3.2.1. Analysis of the Durability for Coatings Applied to a Cement Mortar Base

Figure 3 presents the findings from tests assessing the adhesion of the innovative coatings F1, F2, and F3 to cement mortar. This assessment was conducted both pre and post their exposure to the aggressive conditions characterized by substantial temperature shifts.

Despite their relatively thin nature, measuring at approximately 4 mm, the coatings exhibited increased adhesion to the cement mortar across all samples. This was particularly pronounced in the specimens exposed to aggressive environmental conditions, where the adhesion achieved values typical for an acrylic finish. The adhesion values for the three coatings varied from 0.89 MPa to 1.33 MPa (7 days post-application), from 1 MPa to 1.48 MPa (28 days post-application), from 0.85 MPa to 1.26 MPa (after 2 weeks of exposure), and from 1.69 MPa to 2.53 MPa (after 4 weeks of exposure). Over a one-month span, the control samples displayed a consistent upward trend in adhesion. In contrast, those subjected to the aggressive environment exhibited both rises and falls in their adhesion values. However, by the conclusion of the exposure duration, all three coatings showcased greater adhesion compared to any prior reference points in the study. This dynamic in adhesion progression could stem from the effects of cyclical ambient humidity variations in the bio composite structure.

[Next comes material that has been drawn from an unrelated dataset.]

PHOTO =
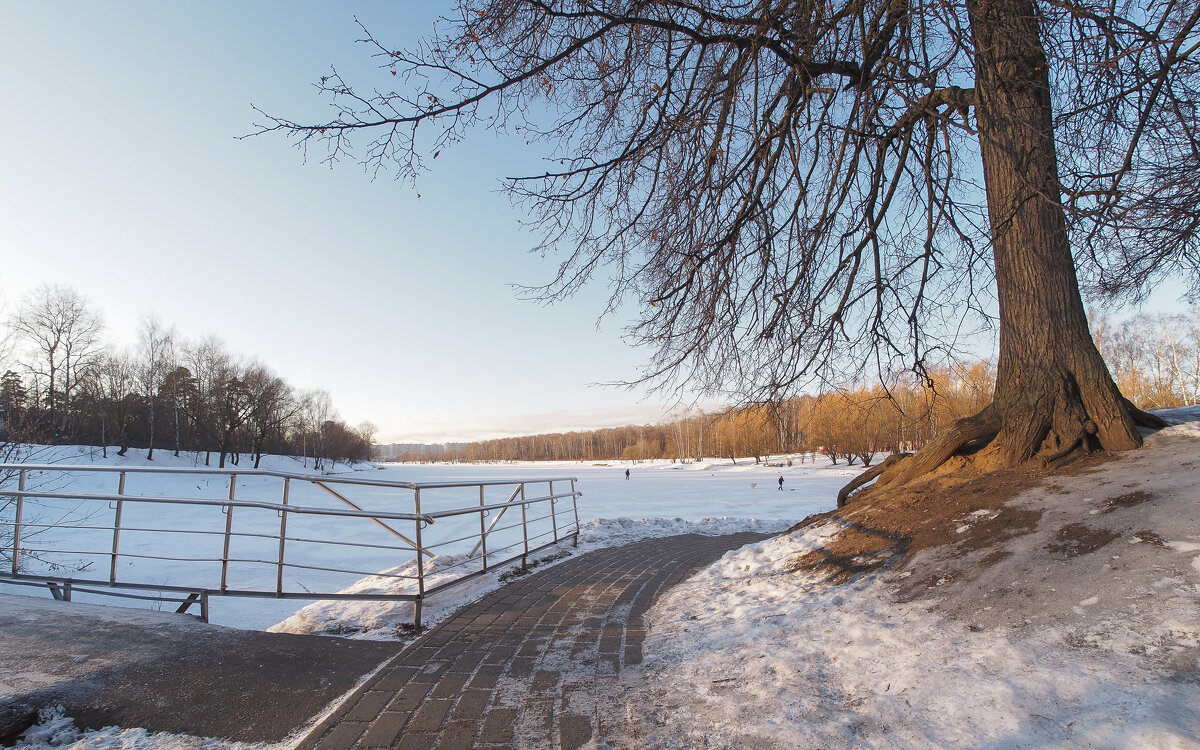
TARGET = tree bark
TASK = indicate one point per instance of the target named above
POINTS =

3.2.2. Analysis of the Durability for Coatings Applied to a Plasterboard Base

Figure 4 depicts the findings from tests assessing the thermal conductivities of the coatings when applied to plasterboard, both before and after their exposure to the aggressive conditions, characterized by substantial temperature shifts.

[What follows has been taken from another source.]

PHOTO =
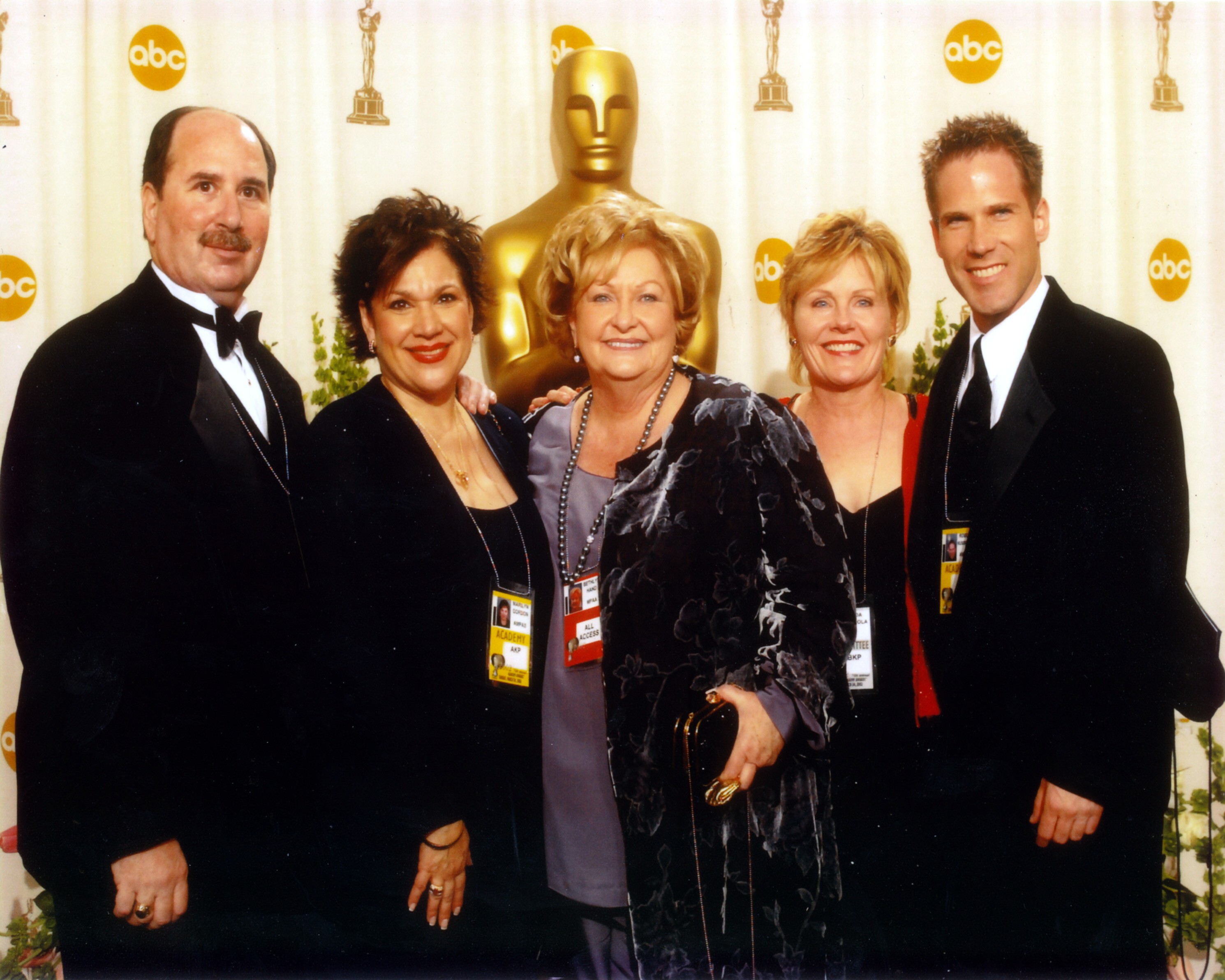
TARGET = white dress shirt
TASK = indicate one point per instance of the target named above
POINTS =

The initial thermal conductivity values for the coatings varied from 93.35 mW/m·K to 117.07 mW/m·K. During the exposure, the thermal insulation capabilities of the coatings increased by 0.14 mW/m·K for finish F1 and by 15.12 mW/m·K and 10.05 mW/m·K for finishes F2 and F3, respectively.

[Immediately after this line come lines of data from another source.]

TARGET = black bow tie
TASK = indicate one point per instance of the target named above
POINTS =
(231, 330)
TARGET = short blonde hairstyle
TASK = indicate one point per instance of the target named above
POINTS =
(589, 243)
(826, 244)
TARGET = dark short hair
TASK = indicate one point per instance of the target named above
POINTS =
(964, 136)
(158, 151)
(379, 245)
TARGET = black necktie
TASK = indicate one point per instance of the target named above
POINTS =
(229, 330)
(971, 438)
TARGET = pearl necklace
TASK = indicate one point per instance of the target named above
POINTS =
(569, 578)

From the obtained results regarding the thermal protection properties of the coatings F1, F2, and F3, several observations can be drawn:

• Among the tested coatings, F1 exhibited the most favorable time-dependent evolution of conductivity. Its formulation contained, besides the acrylic binder and adhesive, only the agro-industrial additive or by-product of vegetable origin;
• The most impressive thermal conductivity readings, both initially and at the conclusion of the exposure interval, were attributed to coating F2. Its composition integrated the acrylic binder and adhesive, complemented solely by additives derived from both vegetable and animal sources.
• When considering thermal conductivity, the influence of the perlite additive appears to be less significant compared to the natural additives used.

4. Conclusions

Based on the experimental results obtained from this research, the following conclusions can be drawn:

• The three innovative coatings each displayed characteristics consistent with thermal protection materials, despite having thicknesses significantly less than traditional thermal insulation materials.
• The observed evolution of the thermal conductivity coefficient during the test period suggests that the coatings are relatively homogeneous and free of air inclusions.
• The experimental findings suggest that both thermal conductivity and adherence to the substrate can serve as indicators of the durability for such finishes.
• Coatings F1, F2, and F3 are multifunctional. They not only possess the basic attributes typical of finishes—such as a decorative appearance and adhesion to cement mortar surfaces—but they also exhibit resilience under conditions with significant temperature fluctuations (provided there is not the high humidity associated with precipitation) and possess thermal insulation qualities.
• The development of these innovative coatings may represent a new method of integrating and valorizing waste of animal origin and vegetal agro-industrial by-products in construction.
• Innovative coatings, which incorporate lower-quality sheep’s wool and sunflower seed husks, have an aerated structure. This suggests their potential use as finishes with insulating properties. Further research is required to comprehensively understand their properties and their potential as sustainable construction materials.